OBSERVATIONAL DATA
Today homeopathy is back with a vengeance. Why? Nobody really knows. The reasons are probably complex.3. One contributing factor seems to be that observational studies regularly show that patients receiving homeopathic treatments experience benefit.4,5. Others insist that any treatment that has been around for 200 years has “stood the test of time.”
Experience, the “test of time,” and observational studies all have one thing in common: the lack of a control. To be able to draw conclusions about cause and effect, a positive or negative control is needed. Observational data are, by definition, uncontrolled and unreliable. Causal inferences are therefore not appropriate.
Of course, medicine has a long tradition of disregarding this rather obvious fact.6. Whenever doctors administer a treatment to a patient outside of a clinical trial (that is, in an uncontrolled fashion), they are likely to attribute the ensuing outcome to the specific effects of their intervention. In other words, practitioners regularly make causal inferences on less than solid grounds.

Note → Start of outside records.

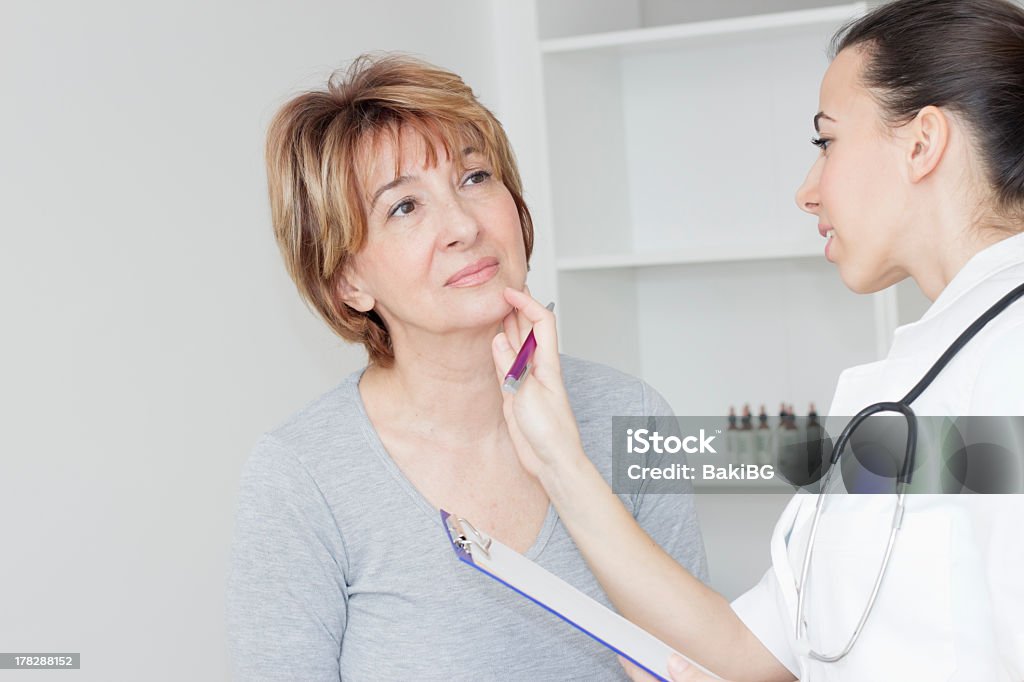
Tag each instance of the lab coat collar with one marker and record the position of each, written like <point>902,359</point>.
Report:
<point>983,265</point>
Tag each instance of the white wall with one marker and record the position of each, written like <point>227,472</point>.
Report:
<point>148,332</point>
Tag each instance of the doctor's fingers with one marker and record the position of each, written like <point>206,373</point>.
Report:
<point>516,325</point>
<point>546,363</point>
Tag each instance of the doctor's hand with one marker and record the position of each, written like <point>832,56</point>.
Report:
<point>679,671</point>
<point>540,419</point>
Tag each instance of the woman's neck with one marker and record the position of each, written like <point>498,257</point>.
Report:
<point>444,389</point>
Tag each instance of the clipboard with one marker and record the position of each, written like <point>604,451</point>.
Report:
<point>555,595</point>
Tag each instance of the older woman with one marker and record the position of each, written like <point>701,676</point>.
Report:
<point>398,210</point>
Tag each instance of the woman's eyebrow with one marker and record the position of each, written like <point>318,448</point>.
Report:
<point>819,116</point>
<point>401,179</point>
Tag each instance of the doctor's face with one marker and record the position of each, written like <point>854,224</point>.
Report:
<point>442,242</point>
<point>854,186</point>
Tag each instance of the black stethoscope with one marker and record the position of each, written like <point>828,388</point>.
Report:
<point>902,479</point>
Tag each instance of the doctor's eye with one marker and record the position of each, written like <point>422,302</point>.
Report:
<point>476,177</point>
<point>404,207</point>
<point>821,142</point>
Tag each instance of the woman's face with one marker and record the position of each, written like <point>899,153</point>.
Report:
<point>442,242</point>
<point>855,187</point>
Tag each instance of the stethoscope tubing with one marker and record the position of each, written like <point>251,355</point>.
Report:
<point>903,478</point>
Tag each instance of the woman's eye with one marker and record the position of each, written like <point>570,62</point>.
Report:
<point>402,208</point>
<point>476,177</point>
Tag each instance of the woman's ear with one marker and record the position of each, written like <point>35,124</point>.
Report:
<point>929,137</point>
<point>351,293</point>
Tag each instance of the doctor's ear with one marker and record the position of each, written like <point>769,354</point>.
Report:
<point>928,139</point>
<point>349,292</point>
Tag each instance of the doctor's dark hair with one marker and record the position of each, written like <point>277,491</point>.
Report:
<point>317,148</point>
<point>966,55</point>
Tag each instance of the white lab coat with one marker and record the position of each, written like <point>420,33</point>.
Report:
<point>951,605</point>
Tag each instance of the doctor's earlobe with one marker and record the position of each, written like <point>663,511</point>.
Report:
<point>930,135</point>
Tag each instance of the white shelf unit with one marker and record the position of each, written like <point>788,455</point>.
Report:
<point>674,155</point>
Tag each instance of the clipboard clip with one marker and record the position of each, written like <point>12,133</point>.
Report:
<point>465,536</point>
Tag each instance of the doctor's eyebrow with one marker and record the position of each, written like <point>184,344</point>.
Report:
<point>818,117</point>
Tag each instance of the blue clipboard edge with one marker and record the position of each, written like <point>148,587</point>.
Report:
<point>466,557</point>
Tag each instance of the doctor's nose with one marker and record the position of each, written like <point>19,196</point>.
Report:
<point>807,194</point>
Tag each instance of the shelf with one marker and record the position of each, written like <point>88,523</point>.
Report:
<point>706,254</point>
<point>681,33</point>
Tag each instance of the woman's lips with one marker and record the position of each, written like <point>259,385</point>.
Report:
<point>475,273</point>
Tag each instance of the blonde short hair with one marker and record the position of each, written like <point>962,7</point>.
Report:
<point>314,147</point>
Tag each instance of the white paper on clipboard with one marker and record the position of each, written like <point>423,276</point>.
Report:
<point>555,595</point>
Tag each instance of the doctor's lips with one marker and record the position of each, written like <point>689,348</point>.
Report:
<point>474,273</point>
<point>828,232</point>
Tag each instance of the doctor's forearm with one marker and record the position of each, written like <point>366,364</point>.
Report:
<point>646,585</point>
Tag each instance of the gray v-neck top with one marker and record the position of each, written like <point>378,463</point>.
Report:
<point>340,567</point>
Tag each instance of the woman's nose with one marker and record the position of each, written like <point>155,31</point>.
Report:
<point>807,194</point>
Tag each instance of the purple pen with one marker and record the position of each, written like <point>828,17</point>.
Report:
<point>521,364</point>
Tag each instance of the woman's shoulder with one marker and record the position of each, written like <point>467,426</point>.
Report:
<point>323,424</point>
<point>592,386</point>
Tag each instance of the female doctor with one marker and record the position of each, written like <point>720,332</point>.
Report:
<point>921,174</point>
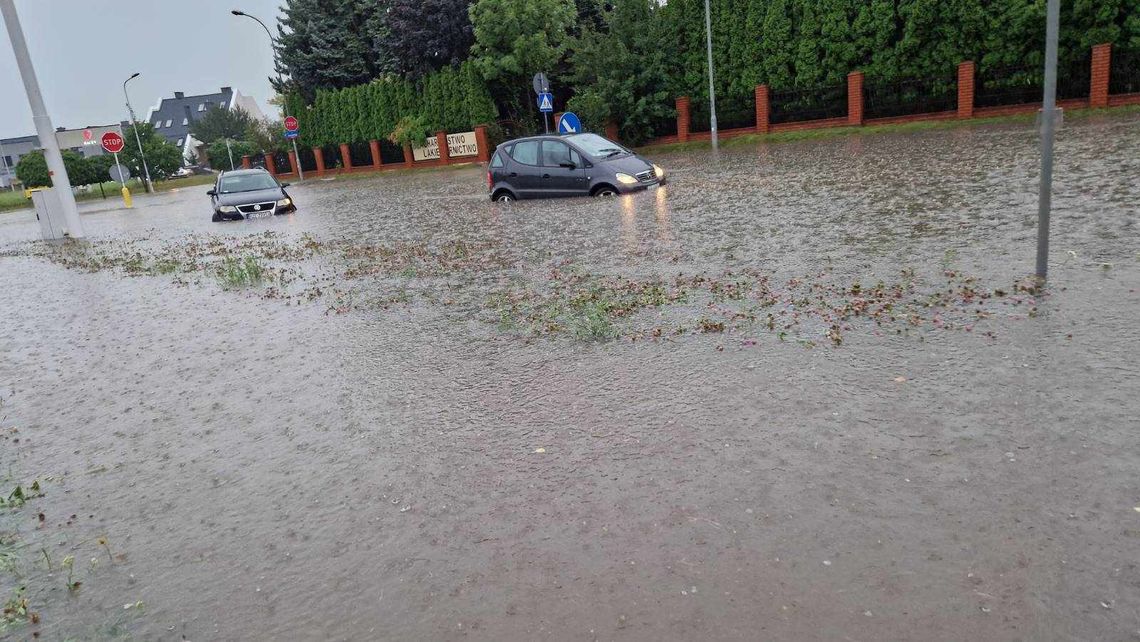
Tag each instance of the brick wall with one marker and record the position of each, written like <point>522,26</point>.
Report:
<point>855,98</point>
<point>683,119</point>
<point>763,108</point>
<point>1098,83</point>
<point>967,73</point>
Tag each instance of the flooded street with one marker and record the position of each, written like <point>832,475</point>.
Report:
<point>804,391</point>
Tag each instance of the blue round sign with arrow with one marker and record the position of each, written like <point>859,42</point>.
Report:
<point>569,123</point>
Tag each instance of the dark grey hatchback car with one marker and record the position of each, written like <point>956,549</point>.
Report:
<point>242,194</point>
<point>580,164</point>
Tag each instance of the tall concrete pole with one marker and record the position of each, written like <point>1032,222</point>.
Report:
<point>1048,129</point>
<point>708,42</point>
<point>71,225</point>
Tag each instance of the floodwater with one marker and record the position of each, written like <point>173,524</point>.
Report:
<point>439,417</point>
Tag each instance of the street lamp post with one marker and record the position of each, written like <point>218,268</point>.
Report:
<point>273,42</point>
<point>135,126</point>
<point>708,42</point>
<point>1048,129</point>
<point>71,225</point>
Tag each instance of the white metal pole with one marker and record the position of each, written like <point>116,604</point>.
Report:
<point>7,170</point>
<point>135,126</point>
<point>1048,129</point>
<point>708,41</point>
<point>71,224</point>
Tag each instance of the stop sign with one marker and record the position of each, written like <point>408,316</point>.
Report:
<point>112,143</point>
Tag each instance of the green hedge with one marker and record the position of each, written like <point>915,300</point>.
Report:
<point>453,99</point>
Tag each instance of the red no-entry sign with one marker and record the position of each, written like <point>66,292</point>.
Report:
<point>112,143</point>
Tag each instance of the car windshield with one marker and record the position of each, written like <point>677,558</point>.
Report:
<point>246,183</point>
<point>599,147</point>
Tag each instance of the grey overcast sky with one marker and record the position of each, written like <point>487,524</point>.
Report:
<point>84,49</point>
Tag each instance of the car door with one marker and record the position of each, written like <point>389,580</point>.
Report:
<point>562,170</point>
<point>524,175</point>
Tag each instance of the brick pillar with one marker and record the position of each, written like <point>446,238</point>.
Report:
<point>762,110</point>
<point>445,153</point>
<point>966,75</point>
<point>855,98</point>
<point>683,119</point>
<point>319,154</point>
<point>345,156</point>
<point>374,146</point>
<point>1101,66</point>
<point>485,151</point>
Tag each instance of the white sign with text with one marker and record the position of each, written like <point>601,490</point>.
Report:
<point>457,145</point>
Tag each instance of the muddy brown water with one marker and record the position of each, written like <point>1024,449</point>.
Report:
<point>265,470</point>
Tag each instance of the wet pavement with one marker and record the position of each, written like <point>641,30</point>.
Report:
<point>804,391</point>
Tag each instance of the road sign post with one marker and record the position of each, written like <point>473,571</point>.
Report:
<point>569,123</point>
<point>546,105</point>
<point>113,144</point>
<point>542,86</point>
<point>292,131</point>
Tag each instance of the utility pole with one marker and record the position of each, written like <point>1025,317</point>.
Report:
<point>1048,129</point>
<point>273,43</point>
<point>7,170</point>
<point>708,41</point>
<point>59,180</point>
<point>135,126</point>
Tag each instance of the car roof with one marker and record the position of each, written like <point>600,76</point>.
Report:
<point>545,137</point>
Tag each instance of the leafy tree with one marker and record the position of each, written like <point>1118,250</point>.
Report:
<point>162,157</point>
<point>428,34</point>
<point>330,43</point>
<point>100,168</point>
<point>219,155</point>
<point>507,53</point>
<point>778,46</point>
<point>621,71</point>
<point>219,122</point>
<point>32,169</point>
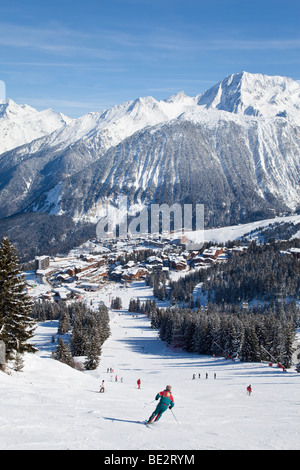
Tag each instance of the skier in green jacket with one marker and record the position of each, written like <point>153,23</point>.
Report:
<point>166,401</point>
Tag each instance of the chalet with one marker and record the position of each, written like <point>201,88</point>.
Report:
<point>42,263</point>
<point>89,286</point>
<point>61,294</point>
<point>212,252</point>
<point>177,262</point>
<point>134,273</point>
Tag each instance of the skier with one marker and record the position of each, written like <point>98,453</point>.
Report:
<point>166,401</point>
<point>102,389</point>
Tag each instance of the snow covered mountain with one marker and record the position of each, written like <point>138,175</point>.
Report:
<point>234,148</point>
<point>255,95</point>
<point>21,124</point>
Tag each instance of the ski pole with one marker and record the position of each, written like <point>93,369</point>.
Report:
<point>174,415</point>
<point>149,403</point>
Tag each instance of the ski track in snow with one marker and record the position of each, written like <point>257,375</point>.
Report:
<point>51,406</point>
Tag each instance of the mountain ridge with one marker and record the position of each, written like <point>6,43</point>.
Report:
<point>236,154</point>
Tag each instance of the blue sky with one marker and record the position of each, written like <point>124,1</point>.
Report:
<point>79,56</point>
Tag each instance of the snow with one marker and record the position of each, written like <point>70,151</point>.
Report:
<point>21,124</point>
<point>234,232</point>
<point>51,406</point>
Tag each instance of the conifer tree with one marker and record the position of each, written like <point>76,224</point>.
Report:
<point>63,353</point>
<point>16,323</point>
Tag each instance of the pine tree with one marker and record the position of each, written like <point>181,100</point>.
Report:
<point>16,323</point>
<point>63,353</point>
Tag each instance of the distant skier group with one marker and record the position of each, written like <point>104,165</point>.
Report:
<point>206,376</point>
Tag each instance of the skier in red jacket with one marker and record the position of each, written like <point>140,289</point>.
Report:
<point>166,401</point>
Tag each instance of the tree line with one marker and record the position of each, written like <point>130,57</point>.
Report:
<point>88,330</point>
<point>262,333</point>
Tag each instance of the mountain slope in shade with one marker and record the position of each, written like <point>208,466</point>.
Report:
<point>235,148</point>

It would be constructive to create conceptual clarity about what really is going on in such a situation. Figure 1 schematically depicts the case of a patient (or a group of patients) receiving homeopathy. Over time, symptoms improve, and a therapeutic effect is therefore perceived. The assumption of homeopaths is, therefore, that this “perceived therapeutic effect” is attributable to the specific effects of their intervention.